A popular consulting firm seems the likely choice to study a deal between Warren County and Front Royal over the U.S. 522-340 North Corridor.

County Administrator Douglas Stanley plans to recommend on Tuesday that the Board of Supervisors award a contract to Springsted to look at numerous facets of the corridor agreement. Stanley said Thursday the county received two proposals for the work.

The proposal includes a cost of $18,880 for the work, Stanley said. The administrator estimated the project would take three to four months.

Stanley noted that the work goes beyond a simple analysis of the agreement itself. The consultant would look at the impact of the development of the corridor since the creation of the agreement in 1998. Stanley noted that the study would incorporate historical data.

Some supervisors have claimed that Front Royal reaps benefits from the corridor even though the land does not lie within the town limits.

Some members of Town Council claim the county is stalling and Vice Mayor N. Shae Parker has requested supervisors come back to the table to discuss the corridor. Council plans to discuss Parker’s request in a formal motion during a work session Tuesday. Council typically does not take action during work sessions.

The county recently sent the town a letter indicating that the board plans to wait until the consultants complete their work on the corridor agreement and submits a report before supervisors resume talks on the subject.

“I don’t think waiting three or four months is going to make that much of a difference,” Stanley said.

But the idea of hiring a consultant to study the corridor, its benefits and costs to both jurisdictions is not new. Stanley recalled that county leaders brought up the notion in 2010 and asked Front Royal Town Council if it would join Warren in hiring a consultant. Stanley said that council turned down the offer.

The Board of Supervisors directed staff to pursue the route of hiring a consultant in an effort to collect more information related to the corridor agreement. At the same time, Town Council sought the legal assistance of a Richmond law firm after Parker suggested the agreement allows Front Royal to annex the corridor after a certain period has lapsed.

The county went forward and, on July 1, advertised a request for proposals from qualified firms to review the corridor agreement. The review would serve to analyze the fiscal and operational impact of the agreement on the town and county, the revenue generated by growth and development in the corridor and cost of services dictated by the accord, the current fiscal condition of each jurisdiction and tax rates and ability to fund operations.

The request for proposals outlined a detailed list of tasks for the contracted company to perform, from reviewing historic data on tax levies and utility rates to housing and commercial development in the corridor. Once the first task is completed the consultants will meet with the county to review the preliminary findings. After a discussion and review of the system the consultant will present recommendations at a board work session on how to modify the agreement if warranted.

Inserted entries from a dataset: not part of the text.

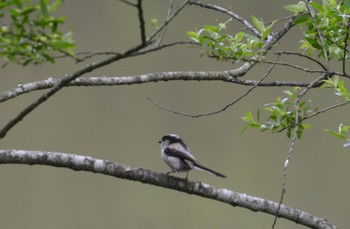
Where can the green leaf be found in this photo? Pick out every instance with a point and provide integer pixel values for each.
(55, 5)
(301, 19)
(339, 135)
(44, 8)
(296, 8)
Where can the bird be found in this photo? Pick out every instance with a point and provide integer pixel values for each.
(178, 157)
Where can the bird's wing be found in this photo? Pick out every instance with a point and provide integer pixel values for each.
(177, 150)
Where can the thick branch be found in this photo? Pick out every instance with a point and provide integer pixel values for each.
(232, 76)
(89, 164)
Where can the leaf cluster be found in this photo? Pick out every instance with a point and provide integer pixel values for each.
(226, 47)
(326, 27)
(282, 115)
(29, 33)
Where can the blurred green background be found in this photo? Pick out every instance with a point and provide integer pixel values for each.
(119, 124)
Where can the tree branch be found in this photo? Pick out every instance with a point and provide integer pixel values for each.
(89, 164)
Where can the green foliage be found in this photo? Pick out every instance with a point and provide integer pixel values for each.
(342, 133)
(29, 34)
(282, 115)
(331, 21)
(226, 47)
(338, 87)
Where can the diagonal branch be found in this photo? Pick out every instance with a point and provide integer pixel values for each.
(89, 164)
(224, 107)
(60, 84)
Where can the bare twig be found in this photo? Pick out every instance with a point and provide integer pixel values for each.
(225, 107)
(305, 56)
(109, 168)
(294, 138)
(228, 12)
(142, 22)
(166, 22)
(320, 36)
(128, 3)
(60, 84)
(162, 35)
(345, 45)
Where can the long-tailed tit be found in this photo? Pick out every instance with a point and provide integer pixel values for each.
(178, 157)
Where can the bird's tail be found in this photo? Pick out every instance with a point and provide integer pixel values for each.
(203, 168)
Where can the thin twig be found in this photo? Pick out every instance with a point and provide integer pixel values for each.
(345, 45)
(293, 140)
(305, 56)
(128, 3)
(228, 12)
(221, 109)
(62, 83)
(168, 15)
(142, 22)
(178, 10)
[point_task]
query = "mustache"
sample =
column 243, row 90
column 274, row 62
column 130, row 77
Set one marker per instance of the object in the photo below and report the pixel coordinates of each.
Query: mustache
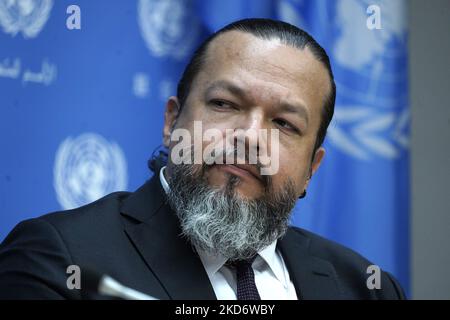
column 225, row 154
column 235, row 153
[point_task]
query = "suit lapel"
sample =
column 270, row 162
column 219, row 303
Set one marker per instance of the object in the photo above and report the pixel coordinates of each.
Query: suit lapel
column 313, row 277
column 156, row 235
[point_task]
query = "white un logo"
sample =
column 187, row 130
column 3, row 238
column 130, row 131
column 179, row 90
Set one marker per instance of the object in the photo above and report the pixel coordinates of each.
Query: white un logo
column 26, row 16
column 86, row 168
column 168, row 27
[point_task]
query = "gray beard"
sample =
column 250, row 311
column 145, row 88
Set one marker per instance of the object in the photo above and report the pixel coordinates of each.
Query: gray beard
column 220, row 222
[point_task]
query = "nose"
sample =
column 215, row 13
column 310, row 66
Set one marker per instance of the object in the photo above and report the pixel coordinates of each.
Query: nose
column 250, row 131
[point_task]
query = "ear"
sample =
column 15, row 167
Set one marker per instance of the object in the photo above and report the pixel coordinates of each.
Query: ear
column 170, row 116
column 317, row 160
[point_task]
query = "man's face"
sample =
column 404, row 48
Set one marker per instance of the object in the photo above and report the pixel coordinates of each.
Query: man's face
column 250, row 83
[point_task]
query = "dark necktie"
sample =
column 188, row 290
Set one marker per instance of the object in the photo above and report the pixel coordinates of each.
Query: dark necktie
column 246, row 286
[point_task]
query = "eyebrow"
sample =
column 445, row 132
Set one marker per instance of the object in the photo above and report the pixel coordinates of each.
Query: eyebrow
column 227, row 86
column 286, row 107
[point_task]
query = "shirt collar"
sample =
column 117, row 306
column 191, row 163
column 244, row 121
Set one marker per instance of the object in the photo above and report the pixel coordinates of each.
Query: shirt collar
column 213, row 263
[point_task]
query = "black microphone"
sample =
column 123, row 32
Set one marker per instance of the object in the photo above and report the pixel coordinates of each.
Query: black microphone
column 93, row 281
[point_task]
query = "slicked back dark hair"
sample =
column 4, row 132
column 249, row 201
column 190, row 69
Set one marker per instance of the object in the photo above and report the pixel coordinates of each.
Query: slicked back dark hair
column 266, row 29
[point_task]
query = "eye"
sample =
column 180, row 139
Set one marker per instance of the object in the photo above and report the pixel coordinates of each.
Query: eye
column 285, row 125
column 222, row 105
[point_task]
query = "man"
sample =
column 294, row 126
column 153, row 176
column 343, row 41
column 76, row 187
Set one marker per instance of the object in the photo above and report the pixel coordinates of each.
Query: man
column 213, row 230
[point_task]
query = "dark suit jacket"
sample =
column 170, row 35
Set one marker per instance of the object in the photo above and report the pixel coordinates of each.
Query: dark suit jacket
column 134, row 237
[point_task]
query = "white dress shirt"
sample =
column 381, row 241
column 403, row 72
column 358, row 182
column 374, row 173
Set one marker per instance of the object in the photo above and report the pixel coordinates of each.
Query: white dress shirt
column 271, row 275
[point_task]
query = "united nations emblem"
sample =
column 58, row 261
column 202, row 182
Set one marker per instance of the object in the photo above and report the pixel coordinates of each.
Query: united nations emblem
column 26, row 16
column 168, row 27
column 86, row 168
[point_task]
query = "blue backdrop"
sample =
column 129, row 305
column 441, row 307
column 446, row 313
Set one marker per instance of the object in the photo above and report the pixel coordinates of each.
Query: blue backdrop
column 82, row 109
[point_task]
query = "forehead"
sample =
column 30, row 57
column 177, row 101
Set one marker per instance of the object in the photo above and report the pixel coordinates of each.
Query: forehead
column 265, row 68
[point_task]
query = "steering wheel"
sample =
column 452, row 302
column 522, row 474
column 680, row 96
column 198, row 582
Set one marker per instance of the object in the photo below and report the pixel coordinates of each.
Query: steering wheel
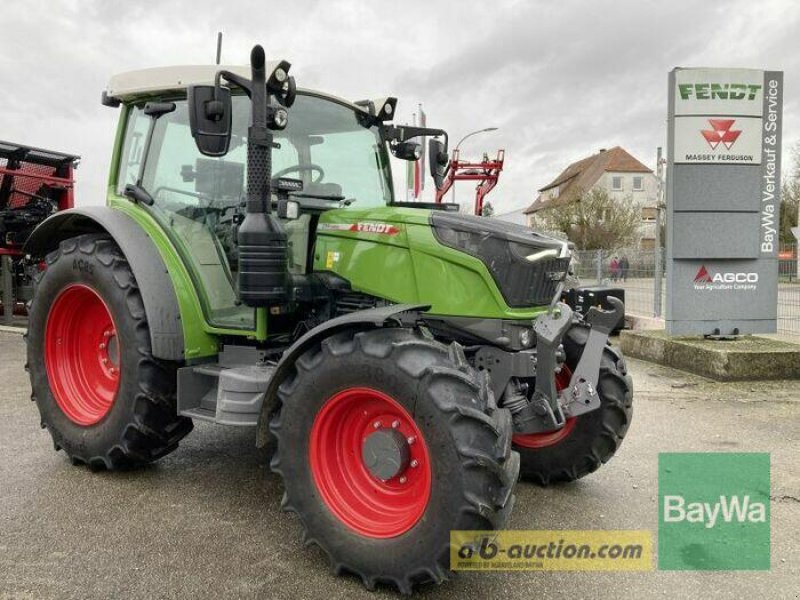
column 300, row 169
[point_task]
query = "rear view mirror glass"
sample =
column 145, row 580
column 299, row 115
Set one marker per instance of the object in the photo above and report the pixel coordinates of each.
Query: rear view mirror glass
column 210, row 118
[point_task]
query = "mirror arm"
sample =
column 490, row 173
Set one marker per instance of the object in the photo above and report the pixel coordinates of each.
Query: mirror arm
column 402, row 133
column 234, row 79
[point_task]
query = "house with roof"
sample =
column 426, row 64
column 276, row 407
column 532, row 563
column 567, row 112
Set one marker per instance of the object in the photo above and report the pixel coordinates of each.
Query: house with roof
column 615, row 171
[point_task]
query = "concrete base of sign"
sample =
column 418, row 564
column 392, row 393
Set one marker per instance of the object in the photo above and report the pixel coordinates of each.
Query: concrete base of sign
column 742, row 359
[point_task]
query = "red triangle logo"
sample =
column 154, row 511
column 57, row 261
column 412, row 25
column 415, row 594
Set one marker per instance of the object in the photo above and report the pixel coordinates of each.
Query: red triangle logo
column 702, row 276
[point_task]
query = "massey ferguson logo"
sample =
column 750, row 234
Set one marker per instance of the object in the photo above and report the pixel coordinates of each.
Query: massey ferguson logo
column 704, row 280
column 721, row 133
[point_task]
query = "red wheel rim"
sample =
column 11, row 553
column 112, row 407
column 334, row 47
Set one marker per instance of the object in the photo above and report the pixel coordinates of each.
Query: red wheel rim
column 368, row 505
column 551, row 438
column 81, row 354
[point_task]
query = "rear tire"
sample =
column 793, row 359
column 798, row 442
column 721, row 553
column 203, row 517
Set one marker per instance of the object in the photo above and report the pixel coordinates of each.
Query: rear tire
column 465, row 471
column 586, row 441
column 105, row 399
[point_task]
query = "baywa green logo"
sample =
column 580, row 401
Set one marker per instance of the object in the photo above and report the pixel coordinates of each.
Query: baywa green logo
column 714, row 511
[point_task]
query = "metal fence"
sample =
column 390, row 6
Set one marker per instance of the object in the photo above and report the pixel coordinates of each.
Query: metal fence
column 635, row 272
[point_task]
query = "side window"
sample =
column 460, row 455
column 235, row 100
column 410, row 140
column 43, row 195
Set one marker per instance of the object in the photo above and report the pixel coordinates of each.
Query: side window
column 133, row 148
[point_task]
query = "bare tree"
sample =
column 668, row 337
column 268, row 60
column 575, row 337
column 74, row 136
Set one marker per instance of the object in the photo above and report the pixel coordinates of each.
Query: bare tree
column 594, row 220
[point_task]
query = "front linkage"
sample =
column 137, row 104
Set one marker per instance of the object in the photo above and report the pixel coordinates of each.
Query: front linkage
column 548, row 408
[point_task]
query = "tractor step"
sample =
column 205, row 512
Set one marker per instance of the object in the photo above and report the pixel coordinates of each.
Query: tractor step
column 229, row 392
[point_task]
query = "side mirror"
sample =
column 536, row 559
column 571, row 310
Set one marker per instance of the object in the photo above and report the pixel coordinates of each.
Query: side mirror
column 210, row 118
column 438, row 161
column 407, row 150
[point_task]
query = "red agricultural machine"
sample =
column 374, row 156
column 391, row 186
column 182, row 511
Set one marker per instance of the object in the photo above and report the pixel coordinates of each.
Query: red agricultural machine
column 34, row 184
column 486, row 173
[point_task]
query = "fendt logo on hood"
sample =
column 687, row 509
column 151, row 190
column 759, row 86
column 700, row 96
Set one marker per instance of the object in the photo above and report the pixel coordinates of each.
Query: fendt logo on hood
column 729, row 280
column 721, row 133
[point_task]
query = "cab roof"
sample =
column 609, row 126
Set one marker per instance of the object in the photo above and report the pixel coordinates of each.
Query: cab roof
column 133, row 85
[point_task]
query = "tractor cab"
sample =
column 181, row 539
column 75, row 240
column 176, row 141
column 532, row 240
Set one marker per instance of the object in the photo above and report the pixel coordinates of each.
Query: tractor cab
column 331, row 155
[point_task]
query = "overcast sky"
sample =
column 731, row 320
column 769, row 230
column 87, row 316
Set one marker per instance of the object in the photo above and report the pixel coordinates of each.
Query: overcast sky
column 559, row 79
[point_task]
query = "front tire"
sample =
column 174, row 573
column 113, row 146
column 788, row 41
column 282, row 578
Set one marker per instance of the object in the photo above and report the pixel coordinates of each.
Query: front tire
column 589, row 440
column 105, row 399
column 456, row 472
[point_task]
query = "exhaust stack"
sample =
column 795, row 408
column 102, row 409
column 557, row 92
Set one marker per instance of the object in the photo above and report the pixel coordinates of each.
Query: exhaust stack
column 262, row 240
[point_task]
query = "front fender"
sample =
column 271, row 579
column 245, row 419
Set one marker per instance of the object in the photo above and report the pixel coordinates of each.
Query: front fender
column 158, row 293
column 364, row 319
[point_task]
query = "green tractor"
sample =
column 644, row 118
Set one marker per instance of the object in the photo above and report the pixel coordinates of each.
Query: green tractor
column 252, row 268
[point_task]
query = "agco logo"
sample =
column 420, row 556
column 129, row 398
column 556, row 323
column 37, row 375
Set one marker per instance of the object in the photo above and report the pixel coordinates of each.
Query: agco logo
column 725, row 280
column 721, row 133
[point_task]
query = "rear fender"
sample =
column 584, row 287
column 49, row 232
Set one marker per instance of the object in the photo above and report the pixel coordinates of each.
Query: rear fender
column 158, row 293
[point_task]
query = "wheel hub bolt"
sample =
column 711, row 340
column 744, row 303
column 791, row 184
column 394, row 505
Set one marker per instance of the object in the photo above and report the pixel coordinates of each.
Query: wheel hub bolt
column 385, row 453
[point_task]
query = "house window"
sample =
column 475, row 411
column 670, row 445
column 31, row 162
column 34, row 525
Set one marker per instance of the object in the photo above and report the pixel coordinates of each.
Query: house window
column 649, row 213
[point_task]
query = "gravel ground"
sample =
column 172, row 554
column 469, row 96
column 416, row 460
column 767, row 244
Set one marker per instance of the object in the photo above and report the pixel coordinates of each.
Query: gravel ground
column 205, row 522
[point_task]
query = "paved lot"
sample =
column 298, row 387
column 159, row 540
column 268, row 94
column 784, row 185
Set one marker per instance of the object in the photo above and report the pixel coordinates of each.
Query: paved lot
column 205, row 522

The county advertised the request for proposals and solicited about a dozen firms to gauge interest. The low number of responses received by the Aug. 1 deadline was not surprising.

“That’s not unusual because it takes time to respond to the proposals,” Stanley said.

In the selection process, a panel consisting of Stanley, County Attorney Blair Mitchell, Planning Director Taryn Logan and Supervisors Richard Traczyk and Daniel Murray Jr. reviewed the proposals and interviewed both firms.

Springsted remains a popular choice among local governments in the Northern Shenandoah Valley region as a consulting firm for different tasks. Springsted most recently conducted a search for a new chief administrator to lead Shenandoah County. Leaders ultimately chose longtime Assistant County Administrator Mary Beth Price to take on that role.

But Springsted also performs other work for municipal governments. Springsted conducted studies for Warren County of its Social Services and Fire and Rescue Services departments as well as reviewed the funding formula for the Economic Development Authority. Springsted also conducted the search for a town manager for Front Royal.

“So they have a lot of knowledge and experience working with both Warren County and the town of Front Royal,” Stanley said.